Tel Aviv, Arz-ı Mevud hedefini sıklıkla dile getiriyor.
Yani, Mısır, Ürdün, Lübnan, Suriye, Suudi Arabistan, İran ve Türkiye topraklarında gözleri var siyonistlerin.
Bölgede hedeflerine uymayan, istikrarla güçlenmeyi sürdüren, bölgesel güç olarak üstünlüğünü kabul ettirmiş bir Türkiye var karşılarında.
Amerikalı eski Albay Douglas McGregor'ın yaptığı açıklama gündemde oldukça yankı uyandırdı.

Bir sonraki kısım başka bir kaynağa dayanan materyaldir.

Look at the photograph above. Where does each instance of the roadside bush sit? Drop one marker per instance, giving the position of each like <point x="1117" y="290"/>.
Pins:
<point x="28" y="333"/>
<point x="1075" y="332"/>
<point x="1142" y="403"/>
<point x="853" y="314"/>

McGregor, PKK/YPG'ye verilen desteğin asıl nedenini itiraf etmiş, "Türkiye'ye saldırmaları için güçlerimizi hazırlıyoruz. PKK ve birçok örgütü Türkiye'ye saldırmaları için teşvik ediyoruz." demişti.
Bu aslında bilinen bir gerçekti.
Ancak McGregor'ın o konuşmasında sarfettiği bir diğer cümlesi daha ilgi çekiciydi.
"Erdoğan, İsrail'e yönelik çok sert çıkışlar da yapsa ondan hiç hazetmese de ülkesini ısrarla savaştan uzakta tutmaya çalışıyor" demişti.
Yani Amerika ve İsrail'in, Türkiye'yi savaşa çekme gayreti içerisinde olduğunu itiraf etmişti aslında..
Peki sahada bu tezi destekleyen neler oluyor?
Batı kanadıyla başlayalım.
Amerika'nın uzun zamandır Yunanistan'a çok büyük bir yığınak yaptığını biliyoruz.
Önceki dönemin Milli Savunma Bakanı Hulusi Akar, bu askeri yığınak hakkında Yunan ve ABD'li makamlarla görüştüklerini anlatmış;
"Diyoruz ki bu silahlanma ne için? Normal savunma için çok fazla, Türkiye için çok az." değerlendirmesinde bulunmuştu.
Doğu'ya gelelim..
Azerbaycan'ın galibiyetiyle sonuçlanan 2. Karabağ Savaşı'nın ardından, Ermenistan'dan bölge ülkeleriyle, özellikle Türkiye ile ilişkilerde ılımlı mesajlar gelse de Amerika ve Fransa başta olmak üzere, batılı ülkelerin Ermenistan'a askeri destek vermeleri dikkat çekiyor.
Güney'de PKK/YPG sorunu hala çözülmüş değil.
Irak ile terörle mücadele konusunda ortak atılan önemli adımlar var, burada Ankara ve Bağdat hattında anlayış farklılıklarının giderildiği görülüyor.
Ancak Suriye meselesinde, her ne kadar Esed rejimi ile Ankara arasında çıkar paralelliği bulunsa da Amerika'nın kördüğüm oluşturduğunu görüyoruz.
Daha önce kilitleri operasyonlarla aştık.
Şimdi korsan seçim tiyatrolarıyla meşruiyet kazandırılmak istenen bir PKK/YPG gerçeğiyle, karşı karşıyayız.
Son olarak Gazze meselesine bu çerçeveden bakalım.
Amerika daha yeni 20 milyar dolarlık silah yardımı yaptı İsrail'e.
CENCTOM bünyesindeki Amerikan askeri sayısı 40 bini aştı.
Elbette Amerika, İsrail'in güvenliğini temin etmek için gerçekleştiriyor bölgedeki tüm hamlelerini.
Fakat, ateşkes müzakerelerinin konuşulduğu, Gazze'yi hayalet kente dönüştüren bir İsrail'in, bu denli büyük silah yardımları ile neye hazırlandığı meçhul değil mi?
Belki de Amerika seyahatinde, Kongre'de dakikalarca alkışlanan katil İsrail Başbakanına, savaş sözü verilmiştir?